This analogue and beautifully nostalgic photo-series was submitted by Keeley Bentley from Blackpool, in the North of England.
Along her creative work Keeley wrote:
“The Vegas of the North originated out of a study that forms my on-going photographic practice; that environs the adolescent female and her place within the photographic canon. The idea that images of young girls are fed so unconsciously to us through various sources; Hollywood Cinema, Fashion advertisements, Fine Art and Porn. Leads the adolescent girl to provoke narratives of sexual desire, voyeurism, hysteria and nostalgia. Short pleated skirts and knee high socks, all feature in the Hollywood films I have been supplied with being a millennial girl. Yet, for me the pleated skirt was something that I was furnished with aged twelve to wear for school. I considerate my own experiences as founding factor to this project, and can say I got wolf whistled at more on my way home from school than I ever have in my twenties, how is that right? This venture is based on presenting the viewer with a realisation of how uncomfortable we as girls feel when supplied to anyone else’s voyeuristic pleasure. Yet, the project took a turn when out on location we were supplied with the ‘male gaze’ quiet naturally. Every time I got a model and took her to the location in the clothing supplied we would be followed and subjected to men, even with their wives looking at my model like she was his wildest fantasy. I went around my hometown of Blackpool, with no intention of keeping the photographs, which the men became a part of.
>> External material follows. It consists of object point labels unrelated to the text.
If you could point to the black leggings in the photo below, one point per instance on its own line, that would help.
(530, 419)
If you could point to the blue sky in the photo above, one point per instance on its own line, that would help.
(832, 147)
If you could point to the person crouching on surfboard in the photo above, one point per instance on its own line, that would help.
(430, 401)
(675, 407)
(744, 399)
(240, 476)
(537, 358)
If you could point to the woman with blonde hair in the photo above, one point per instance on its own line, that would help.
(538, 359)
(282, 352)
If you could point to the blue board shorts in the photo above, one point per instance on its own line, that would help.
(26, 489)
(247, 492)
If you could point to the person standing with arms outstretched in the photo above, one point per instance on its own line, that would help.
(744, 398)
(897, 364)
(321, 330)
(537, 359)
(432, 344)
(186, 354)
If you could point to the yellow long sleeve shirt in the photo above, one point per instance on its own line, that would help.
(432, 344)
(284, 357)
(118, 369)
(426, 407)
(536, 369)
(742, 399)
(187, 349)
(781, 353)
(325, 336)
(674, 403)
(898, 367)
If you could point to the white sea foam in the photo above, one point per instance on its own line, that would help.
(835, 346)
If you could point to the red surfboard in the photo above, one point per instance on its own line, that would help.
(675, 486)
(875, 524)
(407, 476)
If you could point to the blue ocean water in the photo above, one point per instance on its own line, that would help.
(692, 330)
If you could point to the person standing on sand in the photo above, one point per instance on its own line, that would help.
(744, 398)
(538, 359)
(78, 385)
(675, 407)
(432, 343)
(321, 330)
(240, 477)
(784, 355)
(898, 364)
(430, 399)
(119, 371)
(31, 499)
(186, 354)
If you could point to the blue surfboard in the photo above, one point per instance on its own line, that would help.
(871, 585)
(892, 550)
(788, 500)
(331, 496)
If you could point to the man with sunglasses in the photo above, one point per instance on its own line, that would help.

Yet I realised that this made the work a performative act that tries on these modes of looking and confront them at the same time, I was able to present enough space in the series to rethink the performative space between the model and myself, I was able to nostalgically identify with the adolescent body from my own youth, yet understand that it was there to be desired. The lateral relations that were brought into this process, allowed me to play around with the performative space of both myself (the photographer), the model (being a girl) and the viewer (the male).”